WCCO's Jason DeRusha launched the Go Fund Me page on Thursday to help Riebel and his wife Kathryne Cramer. And in less than a day it had exceeded its $20,000 goal.
"You know Jack is the last person on earth who would ask for help. But the time is here for us to step up and extend the love and hospitality that he and Kat have shared with us all these years," DeRusha, a good friend of Riebel's, wrote on the page.
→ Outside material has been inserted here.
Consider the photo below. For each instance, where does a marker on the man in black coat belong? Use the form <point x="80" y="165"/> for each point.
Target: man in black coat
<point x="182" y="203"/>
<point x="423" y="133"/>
“Jack is passionate about the Twin Cites community and has contributed countless dinners to charities and donates his time any chance he gets,” Josh Thoma, co-owner of The Lexington said of Rie. “The pandemic has taken a toll on the restaurant industry, The Lexington included, with closures and limited hours. Sadly, this has really impacted Jack but we are doing all we can to support him and his family during his uphill cancer battle. Jack is family to us.”
The Minneapolis St. Paul Magainze described Riebel in 2019 as someone with a heart of gold and the chef who has opened the greatest number of restaurants in the Twin Cities in the 2010s, noting he's started Butcher & The Boar, Il Foro, Half-Time Rec, and cooked at Goodfellow's for a decade, as well as La Belle Vie, among others.
Riebel was diagnosed with cancer of the neuroendocrine system in the summer of 2019. It's the same type of cancer Steve Jobs and Aretha Franklin had, and there's no cure and limited treatment options.
The Mayo Clinic says this type of cancer is rare and begins in the neuroendocrine cells (cells that are similar to nerve cells and hormone-producing cells), which can cause cancerous rumors to grow anywhere in the body. The tumors can occur anywhere in the body, but most often occur in the lungs, appendix, small intestine, rectum and pancreas.
The exact cause of these tumors isn't known, and some tumors can grow very slowly while others invade and destroy normal body tissue or spread to other parts of the body, Mayo says.